Professor Logan Strother of Purdue University has responded to my critique of his study on higher education’s effects on student ideology. I’ll take his objections point-by-point.

  1. Strother says that “Schorr thinks we would also not find evidence of indoctrination if we looked at the full body of students over the course of their entire college careers. Rather, he thinks this happens among a v. small (but esp important?) subset of college students.” No, not exactly. It’s facially unlikely that the general ideological shift of students over the course of four years on campus would not be to the left, and it would belie the experience of most students — left, right, and center. My point is only that since most students aren’t especially concerned with politics and have no intention of pursuing a career related to it, I would expect the shift to be less dramatic among the general population than among the politically interested. And yes, of course the ideological shift of those who want to go into politics, law, journalism etc. is especially important.
  2. Strother also says that my “argument that ‘peer pressure’ and ‘incentives for radicalization’ among ‘the politically interested’ are the key driver of ‘a leftward shift in students’ politics’ is interesting” but one that is “entirely outside the scope of our study, which is primarily about roommate influence on ideology.” He can’t have it both ways then. If the study is only about the effects of roommates over the course of their freshman year, then fine, that’s interesting enough! But he can’t use his study to “disprove” conservative complaints about the ideological effects of the four-year college experience, and then retreat to “it’s entirely outside the scope of our study” when challenged.

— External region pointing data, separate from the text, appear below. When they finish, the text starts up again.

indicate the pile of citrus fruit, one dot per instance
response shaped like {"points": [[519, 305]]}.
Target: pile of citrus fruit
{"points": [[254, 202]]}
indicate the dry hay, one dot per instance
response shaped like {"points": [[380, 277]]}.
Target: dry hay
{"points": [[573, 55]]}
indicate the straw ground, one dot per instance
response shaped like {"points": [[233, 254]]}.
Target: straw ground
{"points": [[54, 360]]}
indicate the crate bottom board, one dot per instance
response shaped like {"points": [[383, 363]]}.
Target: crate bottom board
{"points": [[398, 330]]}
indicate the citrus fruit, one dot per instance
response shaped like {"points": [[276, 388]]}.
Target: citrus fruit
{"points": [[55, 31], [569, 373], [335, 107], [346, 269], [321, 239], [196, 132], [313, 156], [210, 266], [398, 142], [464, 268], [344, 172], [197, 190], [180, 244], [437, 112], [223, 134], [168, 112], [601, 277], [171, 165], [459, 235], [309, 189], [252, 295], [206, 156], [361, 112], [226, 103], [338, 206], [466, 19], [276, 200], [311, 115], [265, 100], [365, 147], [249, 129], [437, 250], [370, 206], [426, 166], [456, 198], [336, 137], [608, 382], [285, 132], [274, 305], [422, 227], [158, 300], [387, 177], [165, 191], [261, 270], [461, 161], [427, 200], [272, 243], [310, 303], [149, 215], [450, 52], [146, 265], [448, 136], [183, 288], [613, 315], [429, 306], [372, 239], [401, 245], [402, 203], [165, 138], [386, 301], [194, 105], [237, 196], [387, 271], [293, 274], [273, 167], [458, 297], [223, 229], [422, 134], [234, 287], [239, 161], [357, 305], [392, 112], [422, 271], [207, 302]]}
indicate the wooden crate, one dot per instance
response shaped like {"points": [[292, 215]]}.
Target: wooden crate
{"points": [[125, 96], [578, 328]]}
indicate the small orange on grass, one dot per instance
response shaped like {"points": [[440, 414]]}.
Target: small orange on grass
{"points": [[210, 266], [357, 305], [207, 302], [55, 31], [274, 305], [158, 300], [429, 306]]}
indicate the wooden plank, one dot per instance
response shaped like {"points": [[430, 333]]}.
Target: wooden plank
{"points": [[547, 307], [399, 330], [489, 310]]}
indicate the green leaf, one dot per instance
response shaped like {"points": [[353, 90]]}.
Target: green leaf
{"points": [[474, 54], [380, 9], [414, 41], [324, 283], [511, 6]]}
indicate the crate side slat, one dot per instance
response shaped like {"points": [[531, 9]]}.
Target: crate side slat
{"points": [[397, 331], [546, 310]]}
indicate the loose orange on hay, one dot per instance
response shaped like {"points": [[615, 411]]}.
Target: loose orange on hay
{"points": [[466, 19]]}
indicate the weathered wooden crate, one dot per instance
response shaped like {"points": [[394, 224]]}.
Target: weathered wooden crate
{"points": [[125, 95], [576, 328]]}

  3. Strother asks me if I have evidence to prove my claims about the way “indoctrination” (his word, not mine) works on campuses. There is no hard data on this, and it’s also an admittedly difficult thing to “prove” through a study. For students on the ground, however, there can be no doubt of this phenomena. At my own alma mater of Cornell University, the presidents of the Student Assembly and secret society Quill and Dagger spent the last semester attempting to not only disarm the university police department, but persecuting the members of the Assembly who opposed their efforts to do so. During my own time on campus, the editor-in-chief of the student newspaper (now a blue-checkmark journalist) declared proudly that he considered it his collegiate mission to destroy the College Republicans. Should this be surprising? Of course not on a campus where 98-99 percent of staff and faculty donate to Democratic candidates and left-wing causes. A cursory glance at the campus scene around the country will reveal dozens if not hundreds of incidents similar to or worse than these. I’m sure the retort will be “the plural of anecdote is not data,” but the truth is that much of the political goings-on at college are hard to pick up in studies. 

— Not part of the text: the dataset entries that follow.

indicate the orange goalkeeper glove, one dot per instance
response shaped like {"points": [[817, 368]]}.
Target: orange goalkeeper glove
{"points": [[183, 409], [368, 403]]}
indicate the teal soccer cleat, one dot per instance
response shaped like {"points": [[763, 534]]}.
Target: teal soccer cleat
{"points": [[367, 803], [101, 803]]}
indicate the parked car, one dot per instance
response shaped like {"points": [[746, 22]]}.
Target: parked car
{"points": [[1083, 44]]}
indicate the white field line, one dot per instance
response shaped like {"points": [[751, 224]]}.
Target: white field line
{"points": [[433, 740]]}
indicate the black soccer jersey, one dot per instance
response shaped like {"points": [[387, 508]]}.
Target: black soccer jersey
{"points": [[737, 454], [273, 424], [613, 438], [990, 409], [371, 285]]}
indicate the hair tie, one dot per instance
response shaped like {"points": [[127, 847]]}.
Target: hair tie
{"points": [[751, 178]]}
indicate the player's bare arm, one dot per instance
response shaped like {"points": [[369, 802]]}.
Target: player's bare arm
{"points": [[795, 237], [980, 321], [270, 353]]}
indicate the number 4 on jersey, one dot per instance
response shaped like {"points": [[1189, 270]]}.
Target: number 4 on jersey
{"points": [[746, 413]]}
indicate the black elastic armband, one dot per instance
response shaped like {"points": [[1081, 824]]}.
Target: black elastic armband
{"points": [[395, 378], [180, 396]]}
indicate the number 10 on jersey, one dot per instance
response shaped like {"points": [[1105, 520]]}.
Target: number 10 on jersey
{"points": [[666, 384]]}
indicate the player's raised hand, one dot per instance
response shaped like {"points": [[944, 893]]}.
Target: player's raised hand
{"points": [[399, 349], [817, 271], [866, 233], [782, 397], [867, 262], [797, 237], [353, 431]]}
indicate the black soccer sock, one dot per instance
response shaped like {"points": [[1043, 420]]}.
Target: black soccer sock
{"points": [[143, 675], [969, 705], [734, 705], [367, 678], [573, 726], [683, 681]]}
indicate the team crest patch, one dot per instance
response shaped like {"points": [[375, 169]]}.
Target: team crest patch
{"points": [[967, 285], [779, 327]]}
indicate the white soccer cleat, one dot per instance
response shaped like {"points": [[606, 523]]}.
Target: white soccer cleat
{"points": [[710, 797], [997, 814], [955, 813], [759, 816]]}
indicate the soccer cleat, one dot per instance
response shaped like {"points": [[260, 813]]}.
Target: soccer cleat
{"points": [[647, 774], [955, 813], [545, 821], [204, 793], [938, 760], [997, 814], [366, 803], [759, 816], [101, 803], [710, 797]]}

  4. Strother defends his use of self-identification as a measure of students’ ideology, calling it “quite important” and citing a study published in the Annual Review of Psychology back in 2009. Ideological self-identification is no doubt “important,” but it’s certainly not a better measure of one’s views than asking them a range of philosophical and policy-oriented questions. He also asks why conservatives and moderates don’t move to the right and far-right. Well there is a slight shift into the conservative category, as he himself acknowledges. I would suspect that there aren’t more far-right respondents because few people like to think of themselves as “far-anything” much less far-right, which is associated with the detestable alt-right and even neo-Nazis.

Strother is clearly motivated to prove that the college experience doesn’t move students to the left ideologically, but his study is poorly suited to do that, and it’s silly for him to avow that it does.